Human Rights Groups Rebuke Greece Over Migrant Sea Barrier



Greece’s plan to build a “floating protection system” in the Aegean Sea meant to curtail the huge influx of migrants arriving from the Turkish coast, has recently drawn strong criticism from human rights groups.

“This plan could put lives at risk,” says Massimo Moratti of Amnesty International. “Building a barrier, a floating wall in the sea can make it more difficult even for the rescuers to go and rescue these boats and cause problems with the people landing.”

“Every state, including Greece, has a legitimate right to manage their borders, but those that are coming across the sea with the intention of seeking asylum, safety, they have a fundamental right to do so,” said Boris Cheshirkov, a spokesperson for the United Nations High Commission for Refugees (UNHCR) in Greece.

Last week the Greek Defense Ministry opened the bidding process for a 2.7 kilometer (1.7 mile) long system, which could involve a system of barriers and nets, and would be used as an emergency measure by Greece’s armed forces.

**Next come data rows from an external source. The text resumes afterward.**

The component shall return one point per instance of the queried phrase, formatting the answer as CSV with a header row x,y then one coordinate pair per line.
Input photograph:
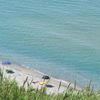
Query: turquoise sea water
x,y
58,37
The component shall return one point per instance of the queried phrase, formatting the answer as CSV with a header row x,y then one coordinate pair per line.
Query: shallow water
x,y
57,37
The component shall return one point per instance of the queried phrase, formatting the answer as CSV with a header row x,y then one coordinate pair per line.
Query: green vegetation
x,y
9,90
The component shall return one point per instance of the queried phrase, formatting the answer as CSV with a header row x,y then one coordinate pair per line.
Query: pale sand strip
x,y
20,74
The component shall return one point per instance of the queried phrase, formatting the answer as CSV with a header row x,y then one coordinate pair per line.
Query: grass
x,y
9,90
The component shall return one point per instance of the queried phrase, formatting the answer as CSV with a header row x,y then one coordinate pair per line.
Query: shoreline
x,y
21,72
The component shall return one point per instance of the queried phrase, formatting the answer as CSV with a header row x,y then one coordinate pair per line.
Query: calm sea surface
x,y
58,37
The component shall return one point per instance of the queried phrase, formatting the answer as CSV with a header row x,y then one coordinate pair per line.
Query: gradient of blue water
x,y
57,37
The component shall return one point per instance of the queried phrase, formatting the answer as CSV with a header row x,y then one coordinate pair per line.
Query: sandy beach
x,y
34,77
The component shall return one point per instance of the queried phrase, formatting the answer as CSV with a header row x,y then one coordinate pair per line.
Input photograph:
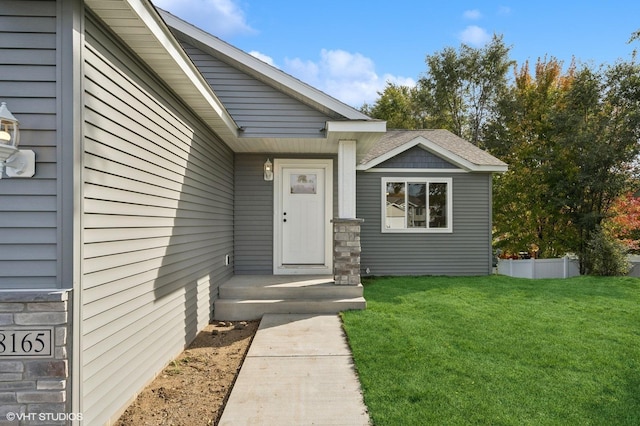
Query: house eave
x,y
366,133
261,70
139,25
436,149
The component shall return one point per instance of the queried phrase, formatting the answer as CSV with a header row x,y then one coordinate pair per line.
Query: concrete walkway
x,y
298,371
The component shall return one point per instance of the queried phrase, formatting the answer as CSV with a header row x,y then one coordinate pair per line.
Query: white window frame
x,y
426,181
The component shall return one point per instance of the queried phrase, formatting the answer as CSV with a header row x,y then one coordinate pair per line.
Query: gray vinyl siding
x,y
157,224
465,251
258,108
253,232
28,207
416,158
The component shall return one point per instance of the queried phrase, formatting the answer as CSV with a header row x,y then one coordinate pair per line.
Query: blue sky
x,y
351,48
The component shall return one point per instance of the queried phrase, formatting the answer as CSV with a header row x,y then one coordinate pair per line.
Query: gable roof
x,y
143,28
440,142
262,71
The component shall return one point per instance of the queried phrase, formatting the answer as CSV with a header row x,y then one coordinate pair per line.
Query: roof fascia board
x,y
358,126
270,73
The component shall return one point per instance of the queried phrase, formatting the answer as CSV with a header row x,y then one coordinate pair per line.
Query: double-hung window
x,y
416,205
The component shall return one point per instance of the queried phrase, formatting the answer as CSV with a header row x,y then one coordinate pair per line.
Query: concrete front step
x,y
246,297
246,309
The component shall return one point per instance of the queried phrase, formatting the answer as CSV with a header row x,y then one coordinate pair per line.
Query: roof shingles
x,y
443,138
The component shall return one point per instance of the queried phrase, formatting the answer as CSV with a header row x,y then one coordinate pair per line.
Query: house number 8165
x,y
25,343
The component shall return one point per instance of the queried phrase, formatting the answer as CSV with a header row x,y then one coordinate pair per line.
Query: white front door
x,y
302,216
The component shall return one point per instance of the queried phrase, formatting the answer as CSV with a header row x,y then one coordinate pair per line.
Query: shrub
x,y
606,255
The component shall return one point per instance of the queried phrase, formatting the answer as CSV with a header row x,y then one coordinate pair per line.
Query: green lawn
x,y
499,350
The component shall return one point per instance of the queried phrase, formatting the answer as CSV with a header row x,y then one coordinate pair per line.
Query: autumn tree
x,y
521,134
624,220
571,141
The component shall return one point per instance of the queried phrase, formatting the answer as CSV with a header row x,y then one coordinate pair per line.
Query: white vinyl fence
x,y
565,267
539,268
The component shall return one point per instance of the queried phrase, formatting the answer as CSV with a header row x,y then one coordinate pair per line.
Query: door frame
x,y
278,165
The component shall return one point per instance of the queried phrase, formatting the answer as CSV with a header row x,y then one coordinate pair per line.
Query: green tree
x,y
461,87
520,135
597,133
397,106
571,141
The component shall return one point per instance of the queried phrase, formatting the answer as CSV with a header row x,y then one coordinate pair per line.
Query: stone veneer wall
x,y
346,251
36,389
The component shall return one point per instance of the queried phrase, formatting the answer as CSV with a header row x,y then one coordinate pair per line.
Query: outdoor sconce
x,y
16,162
268,170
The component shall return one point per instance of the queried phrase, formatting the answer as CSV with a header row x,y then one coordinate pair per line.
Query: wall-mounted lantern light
x,y
18,163
268,170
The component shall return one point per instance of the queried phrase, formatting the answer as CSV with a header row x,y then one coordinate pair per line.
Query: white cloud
x,y
220,17
349,77
475,36
472,14
263,57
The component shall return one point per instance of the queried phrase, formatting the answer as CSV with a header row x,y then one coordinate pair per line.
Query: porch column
x,y
347,179
346,228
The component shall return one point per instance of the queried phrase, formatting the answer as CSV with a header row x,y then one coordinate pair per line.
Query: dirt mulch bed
x,y
194,387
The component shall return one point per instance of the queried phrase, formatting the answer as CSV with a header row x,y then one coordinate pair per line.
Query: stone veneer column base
x,y
33,387
346,251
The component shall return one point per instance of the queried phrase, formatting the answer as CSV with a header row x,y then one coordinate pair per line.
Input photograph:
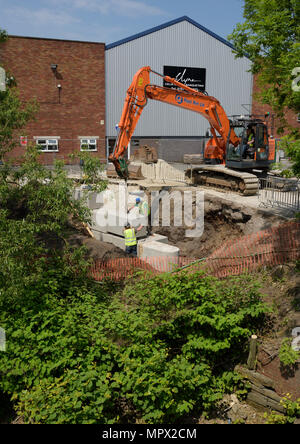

The specification requires the barriers to be 1.10 meters (3.6 feet) high, of which 50 centimeters (19 inches) should be above the surface and equipped with flashing lights. The Defense Ministry places the cost of the project’s construction at €500,000.

In announcing the bidding process, the Ministry noted that the floating protection system “will restrict and, where appropriate, suspend the intention to illegally enter national territory in order to counter the ever-increasing migration and refugee flows.”

“The invitation for floating barriers is in the right direction… We will see what the result, what its effect as a deterrent will be in practice,” Greek Defense Minister Nikos Panagiotopoulos told Skai Radio.

Greece has struggled to manage the enormous and unrelenting influx of migrants in recent years, keeping many in overcrowded camps on the Aegean Greek islands near the Turkish coast.

More than 40,000 asylum-seekers and migrants are currently crammed into the island camps and are living in such poor conditions that the facilities are repeatedly denounced by aid agencies.